The district police have reported large scale illegal diversion of subsidised foodgrains meant for sale to ration card holders at nominal rates.
Deputy Superintendent of Police, Neyyattinkara, Y.R. Rustom has reported to State government that a well entrenched Kerala-Tamil Nadu border-based mafia profited from the racket.
They included owners of factories that sold branded rice, units that made rice-based ‘instant food’ products, and a set of ration wholesale and retail dealers.
The police said the group made a “twenty fold” profit on every kilogram of boiled and raw rice they diverted from the public distribution system.
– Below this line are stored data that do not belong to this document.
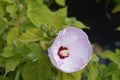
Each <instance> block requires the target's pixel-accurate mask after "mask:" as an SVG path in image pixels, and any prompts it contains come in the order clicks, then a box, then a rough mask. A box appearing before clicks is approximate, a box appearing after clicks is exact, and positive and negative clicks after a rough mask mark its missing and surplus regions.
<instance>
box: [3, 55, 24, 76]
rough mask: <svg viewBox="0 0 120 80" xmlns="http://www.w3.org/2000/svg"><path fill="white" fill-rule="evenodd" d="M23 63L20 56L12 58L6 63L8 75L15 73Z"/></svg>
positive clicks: (8, 58) (5, 64)
mask: <svg viewBox="0 0 120 80" xmlns="http://www.w3.org/2000/svg"><path fill="white" fill-rule="evenodd" d="M21 62H22V60H21V58H20V57H19V56H12V57H10V58H8V59H7V60H6V63H5V69H6V71H5V72H6V74H7V73H8V72H9V71H14V70H15V69H16V67H17V66H18V65H19V64H20V63H21Z"/></svg>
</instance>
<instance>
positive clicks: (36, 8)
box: [27, 0, 53, 27]
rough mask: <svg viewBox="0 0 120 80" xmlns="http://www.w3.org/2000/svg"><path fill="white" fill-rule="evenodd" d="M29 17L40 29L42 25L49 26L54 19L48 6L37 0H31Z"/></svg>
mask: <svg viewBox="0 0 120 80" xmlns="http://www.w3.org/2000/svg"><path fill="white" fill-rule="evenodd" d="M27 15H28V18H29V19H30V20H31V21H32V22H33V24H34V25H36V26H37V27H40V26H41V25H42V24H49V23H50V21H51V20H52V18H53V13H52V12H51V11H50V10H49V9H48V8H47V6H45V5H44V4H42V3H39V2H38V1H36V0H35V1H33V0H29V3H28V10H27Z"/></svg>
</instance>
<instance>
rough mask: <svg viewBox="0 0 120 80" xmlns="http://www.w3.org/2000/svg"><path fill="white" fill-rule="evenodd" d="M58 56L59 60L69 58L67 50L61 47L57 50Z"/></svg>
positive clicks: (67, 49)
mask: <svg viewBox="0 0 120 80" xmlns="http://www.w3.org/2000/svg"><path fill="white" fill-rule="evenodd" d="M58 56H59V57H60V58H61V59H64V58H66V57H68V56H69V51H68V48H66V47H63V46H61V47H60V48H59V50H58Z"/></svg>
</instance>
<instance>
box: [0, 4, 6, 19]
mask: <svg viewBox="0 0 120 80" xmlns="http://www.w3.org/2000/svg"><path fill="white" fill-rule="evenodd" d="M4 15H5V10H4V7H3V6H2V5H0V17H3V16H4Z"/></svg>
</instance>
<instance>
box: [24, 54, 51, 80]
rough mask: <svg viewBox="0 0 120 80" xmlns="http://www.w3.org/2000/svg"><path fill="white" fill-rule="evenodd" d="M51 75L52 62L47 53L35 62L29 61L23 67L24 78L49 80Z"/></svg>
mask: <svg viewBox="0 0 120 80" xmlns="http://www.w3.org/2000/svg"><path fill="white" fill-rule="evenodd" d="M50 76H51V71H50V62H49V58H48V56H47V55H43V56H41V57H40V58H39V60H37V61H35V62H28V63H27V64H26V65H25V66H24V67H23V72H22V77H23V79H24V80H49V78H50Z"/></svg>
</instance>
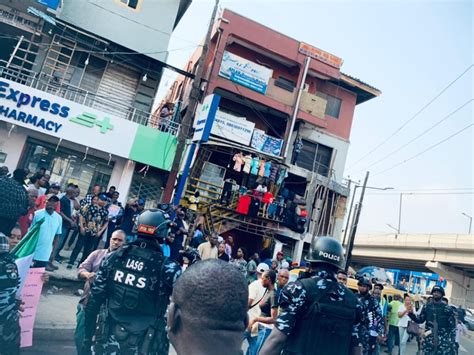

Subsidised rice meant for sale to ration card holders at insignificant rates ranging from Rs.1 to Rs.8 for a kg were retailed in supermarkets and malls as packaged rice priced at Rs.40 and above for a kilogram.
The illegal diversion took place at FCI warehouses and premises of rational wholesalers and retailers.
All transactions relating to subsidised foodgrains were just on paper. There was little physical movement of foodgrains from the FCI warehouses to wholesale dealers and from them to ration retailers and finally the public.
The illegally diverted rice grains ended up in factories in Palakkad, Kalady and Karnataka.
Investigators said fraudulent public distribution system (PDS) retailers even used ration cards of recently deceased persons and fudged entries in daily sales ledgers to illegally divert foodgrains and kerosene for sale in the open market.
Subsidised kerosene, retailed to ration cardholders at Rs.14.50 a litre, fetched four times its price in the black market.
It ended up as fuel in fishing boats, standby power generators in marriage halls, cinema theatres, shopping malls, and earthmovers.
The day of inspection
The police said the sales records at several PDS retail outlets they inspected ‘curiously’ showed that 90 per cent of ration card holders had availed themselves of their quota of fuel and grain on the same day, which invariably fell at the end of every month when rationing inspectors routinely arrived to ‘verify’ stock.
In a separate report, the Vigilance and Anti-Corruption Bureau has told the State government that District Supply Officers needed to stringently inspect FCI warehouses and premises of PDS dealers.
Most of them maintained surplus stocks of subsidised foodgrains and fuel.
Illegal diversion of foodgrains was reported most from PDS outlets in the coastal belt of the district.
Investigators also found that a bulk of the illegally diverted wheat ended up in factories in Tamil Nadu where it was processed and exported as labelled cattle feed priced at Rs.50 and upwards a kg.